My cancer journey started six years ago, six and a half years ago, and it came on very quickly. I was away the weekend, I felt sick, went to the doctors. And they sent me to do some tests and sent me to specialist. The Friday the specialist says “you’ve got bowel cancer - go home and enjoy the weekend and come back on Monday for surgery”. It was the scariest weekend of my life.

I went through treatment, I went through chemo six days a week for a year. I went and I did traditional treatment, traditional medicines. I went and saw healers in the Northern Territory. I did a whole range of things. One of the big things was that I could go home at night and walk on my traditional beach, my traditional country.

You go back to, “well if I had the screening I would’ve been so much better off”. And the family and community would’ve been better off. And that’s the other side of it. Because cancer impacts on everybody within your community. And it’s something that our communities don’t like talking about it.

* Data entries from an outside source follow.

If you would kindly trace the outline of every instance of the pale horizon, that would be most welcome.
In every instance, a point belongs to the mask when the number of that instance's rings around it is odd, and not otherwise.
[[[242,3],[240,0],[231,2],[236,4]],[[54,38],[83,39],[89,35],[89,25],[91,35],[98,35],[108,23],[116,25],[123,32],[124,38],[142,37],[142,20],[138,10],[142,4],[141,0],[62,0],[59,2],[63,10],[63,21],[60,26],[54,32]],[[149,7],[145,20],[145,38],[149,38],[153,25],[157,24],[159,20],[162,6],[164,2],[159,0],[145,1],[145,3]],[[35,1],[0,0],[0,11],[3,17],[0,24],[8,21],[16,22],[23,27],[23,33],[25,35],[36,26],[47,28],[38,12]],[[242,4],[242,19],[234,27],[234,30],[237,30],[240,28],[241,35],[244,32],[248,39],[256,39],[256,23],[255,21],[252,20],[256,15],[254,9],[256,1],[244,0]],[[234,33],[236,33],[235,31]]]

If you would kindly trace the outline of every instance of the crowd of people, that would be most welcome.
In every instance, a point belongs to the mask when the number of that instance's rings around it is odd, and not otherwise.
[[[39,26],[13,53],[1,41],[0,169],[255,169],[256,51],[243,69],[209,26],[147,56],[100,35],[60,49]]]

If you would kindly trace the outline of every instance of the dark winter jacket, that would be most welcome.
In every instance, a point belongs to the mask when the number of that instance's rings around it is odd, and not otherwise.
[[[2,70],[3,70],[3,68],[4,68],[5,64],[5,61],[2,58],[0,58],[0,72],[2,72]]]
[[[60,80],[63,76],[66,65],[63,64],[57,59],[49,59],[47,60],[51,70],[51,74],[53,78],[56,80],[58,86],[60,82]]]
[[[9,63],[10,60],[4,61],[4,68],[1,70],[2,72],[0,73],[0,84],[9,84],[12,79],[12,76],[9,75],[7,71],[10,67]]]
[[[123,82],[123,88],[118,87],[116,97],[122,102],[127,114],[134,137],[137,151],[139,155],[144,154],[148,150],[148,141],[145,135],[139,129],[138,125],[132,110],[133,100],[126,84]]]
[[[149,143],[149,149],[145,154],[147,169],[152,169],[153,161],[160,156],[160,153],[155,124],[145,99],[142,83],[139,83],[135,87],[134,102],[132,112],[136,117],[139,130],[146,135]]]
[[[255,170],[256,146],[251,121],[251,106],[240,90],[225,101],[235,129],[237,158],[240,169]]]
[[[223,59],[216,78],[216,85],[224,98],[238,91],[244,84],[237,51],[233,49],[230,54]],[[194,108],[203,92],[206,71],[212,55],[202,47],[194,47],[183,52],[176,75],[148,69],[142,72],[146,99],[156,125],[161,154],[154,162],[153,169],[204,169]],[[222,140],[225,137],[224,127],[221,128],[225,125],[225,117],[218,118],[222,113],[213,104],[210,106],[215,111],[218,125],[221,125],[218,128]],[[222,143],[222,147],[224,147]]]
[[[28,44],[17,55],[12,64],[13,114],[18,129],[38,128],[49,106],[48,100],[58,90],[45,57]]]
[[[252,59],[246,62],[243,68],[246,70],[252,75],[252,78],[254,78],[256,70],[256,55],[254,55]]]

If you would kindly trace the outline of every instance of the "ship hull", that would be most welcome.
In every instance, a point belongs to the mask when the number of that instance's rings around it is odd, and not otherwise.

So I’m still here six years later. And I’m healthy and going on. And lucky to tell my story.

But for most of the men that I know, Aboriginal men, they are not here. Because the diagnosis is too late. And they just ignore what came in the mail. And it could have made a whole lot of difference.

Ok we talk about having to do the test is a bit of shame job, I don’t want to do that. But what’s the bigger shame job? Having the test or going home and telling the family “I’ve got bowel cancer because I didn’t do the test”. And so you kinda have to shift the whole thing to how does it impact on your family and your community if you don’t do this.

This is not about you dying young. This is about you living longer. This is about what impact your mindset is going to have on your family and community. So we have to turn them around and say “If I have this test and I will be here at 65. I won’t die at 56 or 57”.

This is going to give you not only a longer life but a better quality of life. It’s going to mean you see your kids grow up, your grandkids grow up.

It is ok, it is free, it is there, this will save your life.